Akulturasipost, Pohuwato – Panglima Komando Daerah Militer (Pangdam) XIII/Merdeka, Mayjen TNI Mirza Agus, S.I.P., bersama rombongan bermalam di Kabupaten Pohuwato dalam rangka kunjungan kerja, Jumat (23/01/2026). Usai meninjau langsung lokasi percetakan sawah di Desa Motolohu, Kecamatan Randangan, Pangdam disambut jamuan malam oleh Pemerintah Kabupaten Pohuwato di Rumah Jabatan Bupati.
Jamuan tersebut menjadi ajang silaturahmi sekaligus penguatan sinergi antara TNI dan pemerintah daerah dalam mendukung program strategis ketahanan pangan. Pangdam XIII/Merdeka hadir didampingi Komandan Korem 133/Nani Wartabone, Brigjen TNI Hardo Sihotang, dan rombongan.
Kehadiran Pangdam disambut langsung oleh Bupati Pohuwato, Saipul A. Mbuinga, bersama unsur Forkopimda dan jajaran pemerintah daerah. Turut hadir Ketua DPRD Pohuwato Beni Nento, Dandim 1313/Pohuwato Letkol Arm. Fiat Suwandana, S.Sos., Sekretaris Daerah Iskandar Datau, Wakapolres Pohuwato, perwakilan Kejaksaan Negeri Pohuwato, para asisten daerah, serta sejumlah pimpinan OPD terkait.

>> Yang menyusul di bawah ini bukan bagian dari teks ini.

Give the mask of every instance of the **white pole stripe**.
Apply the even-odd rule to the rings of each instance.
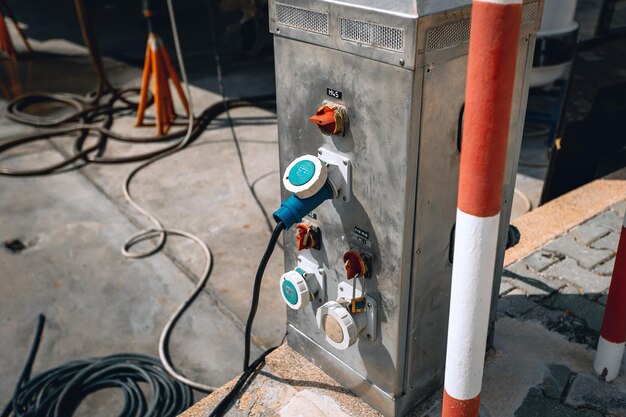
[[[457,209],[445,388],[458,400],[480,394],[500,213]]]
[[[619,374],[623,356],[624,343],[609,342],[604,337],[600,336],[593,368],[598,375],[603,375],[606,370],[605,380],[612,381],[617,378]]]

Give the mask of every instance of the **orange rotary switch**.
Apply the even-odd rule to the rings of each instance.
[[[346,109],[332,103],[325,103],[309,118],[325,135],[343,136],[346,125]]]
[[[320,228],[308,223],[300,223],[296,226],[296,243],[298,250],[318,249],[321,244]]]
[[[349,250],[343,254],[348,279],[364,277],[368,273],[368,258],[359,250]]]

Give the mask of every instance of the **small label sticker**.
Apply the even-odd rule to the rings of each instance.
[[[332,97],[332,98],[336,98],[341,100],[341,97],[343,96],[343,93],[341,91],[337,91],[335,89],[332,88],[326,88],[326,95],[328,97]]]
[[[370,234],[368,232],[366,232],[363,229],[359,229],[358,227],[354,228],[354,234],[357,236],[360,236],[364,239],[369,239],[370,238]]]

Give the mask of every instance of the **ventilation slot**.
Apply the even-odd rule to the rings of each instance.
[[[426,51],[450,48],[469,40],[470,19],[428,29],[426,35]]]
[[[328,35],[328,13],[276,3],[276,17],[281,25]]]
[[[376,48],[404,51],[404,31],[360,20],[339,18],[341,39]]]
[[[537,12],[539,12],[539,3],[526,3],[522,7],[522,25],[534,23],[537,20]]]

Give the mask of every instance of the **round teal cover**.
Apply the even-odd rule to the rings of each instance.
[[[283,294],[289,304],[296,305],[298,303],[298,291],[296,287],[287,280],[283,281]]]
[[[315,174],[315,164],[311,161],[300,161],[289,171],[289,182],[295,186],[311,181]]]

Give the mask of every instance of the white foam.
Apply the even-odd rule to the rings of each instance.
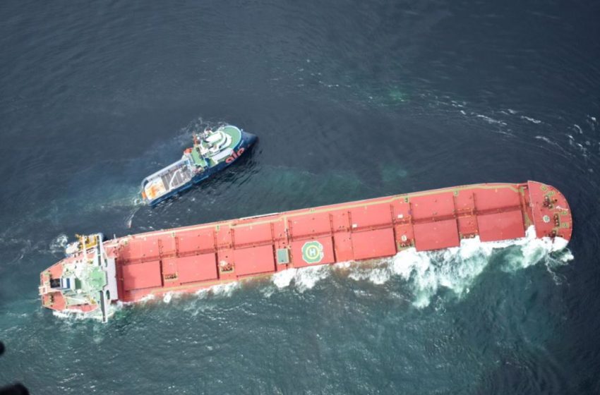
[[[527,116],[524,115],[521,116],[521,119],[524,119],[526,121],[529,121],[529,122],[532,122],[534,123],[541,123],[541,121],[539,119],[536,119],[535,118],[532,118],[530,116]]]
[[[200,298],[206,298],[209,295],[213,296],[231,296],[234,291],[239,287],[240,283],[237,281],[217,284],[197,291],[196,295]]]
[[[320,280],[326,278],[331,272],[332,267],[330,265],[288,269],[272,276],[273,284],[279,288],[289,286],[292,280],[294,285],[300,292],[313,288]]]
[[[545,260],[550,269],[556,262],[564,265],[572,259],[568,250],[557,259],[546,259],[550,253],[561,250],[566,245],[567,241],[561,238],[537,238],[535,229],[530,226],[525,237],[519,239],[484,243],[474,238],[462,240],[460,247],[432,252],[409,248],[391,259],[381,260],[373,267],[356,264],[348,278],[382,284],[394,276],[400,277],[412,291],[413,305],[424,308],[442,288],[451,290],[458,297],[467,293],[474,279],[492,262],[496,250],[515,248],[502,262],[504,271],[514,272],[541,260]]]
[[[59,234],[50,242],[50,252],[52,253],[64,253],[68,241],[68,237],[66,234]]]

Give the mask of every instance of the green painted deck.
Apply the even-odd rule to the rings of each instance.
[[[192,148],[192,160],[196,166],[200,167],[206,167],[206,160],[200,154],[200,152],[196,147]]]
[[[227,150],[227,148],[232,150],[234,149],[235,147],[237,146],[237,145],[239,144],[239,142],[241,140],[241,131],[235,126],[228,125],[217,130],[221,130],[227,135],[229,135],[232,138],[231,142],[229,144],[229,145],[224,147],[223,148],[224,150]],[[209,149],[208,145],[203,140],[200,140],[200,145],[201,145],[205,150]],[[219,162],[216,162],[211,157],[203,157],[200,154],[200,152],[196,150],[195,147],[192,148],[191,157],[192,160],[193,160],[194,164],[196,164],[196,166],[201,166],[203,168],[212,167],[213,166],[218,164],[220,162],[223,162],[225,160],[225,159],[222,159]],[[208,161],[208,164],[207,164],[207,160]]]

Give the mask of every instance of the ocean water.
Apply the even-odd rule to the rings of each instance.
[[[0,4],[0,386],[32,394],[600,394],[600,3]],[[250,155],[151,209],[229,122]],[[573,238],[476,241],[123,306],[40,307],[66,237],[479,182]]]

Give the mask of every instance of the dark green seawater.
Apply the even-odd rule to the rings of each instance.
[[[0,385],[32,394],[600,394],[600,3],[0,3]],[[229,122],[246,159],[155,209]],[[64,235],[123,236],[476,182],[558,188],[529,241],[56,317]]]

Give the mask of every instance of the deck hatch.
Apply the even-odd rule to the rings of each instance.
[[[280,265],[289,263],[289,250],[287,248],[277,248],[277,263]]]

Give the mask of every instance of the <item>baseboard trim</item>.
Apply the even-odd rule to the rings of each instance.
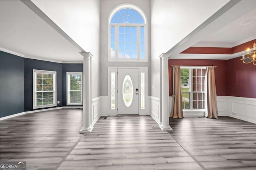
[[[150,114],[149,115],[150,115],[150,116],[151,117],[152,117],[153,118],[153,119],[154,119],[155,120],[155,121],[156,121],[156,123],[157,123],[158,125],[161,125],[161,123],[160,123],[160,122],[158,121],[157,119],[156,119],[156,118],[155,117],[155,116],[152,115],[152,114]]]
[[[16,116],[20,116],[26,114],[32,113],[34,113],[40,112],[41,111],[47,111],[49,110],[56,110],[61,109],[81,109],[82,108],[83,106],[61,106],[56,107],[48,108],[47,109],[40,109],[39,110],[31,110],[30,111],[24,111],[23,112],[19,113],[9,116],[5,116],[4,117],[0,118],[0,121],[1,120],[5,120],[7,119],[10,119]]]

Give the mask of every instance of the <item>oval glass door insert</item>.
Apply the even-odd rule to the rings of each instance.
[[[133,98],[133,86],[131,77],[125,76],[123,82],[123,100],[124,105],[128,107],[131,106]]]

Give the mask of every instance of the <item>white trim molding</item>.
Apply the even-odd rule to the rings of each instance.
[[[228,96],[229,116],[256,123],[256,99]]]
[[[9,116],[5,116],[4,117],[0,117],[0,121],[5,120],[7,119],[14,117],[16,116],[20,116],[21,115],[25,115],[28,113],[35,113],[41,112],[42,111],[48,111],[49,110],[56,110],[61,109],[82,109],[82,106],[61,106],[56,107],[48,108],[47,109],[40,109],[38,110],[31,110],[30,111],[24,111],[23,112],[19,113],[18,113],[14,114]]]

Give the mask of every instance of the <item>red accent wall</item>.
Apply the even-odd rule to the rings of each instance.
[[[256,65],[242,63],[241,58],[228,61],[227,96],[256,98]]]
[[[217,96],[228,96],[228,61],[222,60],[169,59],[169,93],[172,94],[172,65],[181,66],[216,66],[215,68],[215,82]],[[256,68],[256,67],[255,67]]]

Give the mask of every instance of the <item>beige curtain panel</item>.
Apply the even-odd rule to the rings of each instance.
[[[174,118],[183,118],[181,91],[180,89],[180,66],[173,66],[173,80],[174,86],[174,102],[171,112],[171,117]]]
[[[207,117],[218,119],[214,68],[214,66],[209,66],[206,69],[207,108],[206,111]]]

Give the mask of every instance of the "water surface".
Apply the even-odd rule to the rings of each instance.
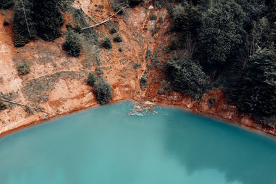
[[[181,110],[130,102],[0,139],[0,183],[275,184],[276,141]]]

Dalam sambutannya, Bupati Saipul A. Mbuinga menegaskan posisi strategis Kabupaten Pohuwato sebagai salah satu lumbung pangan utama di Provinsi Gorontalo. Ia menyebut Kecamatan Randangan saat ini menjadi wilayah prioritas pengembangan program percetakan sawah guna mendukung peningkatan produksi padi.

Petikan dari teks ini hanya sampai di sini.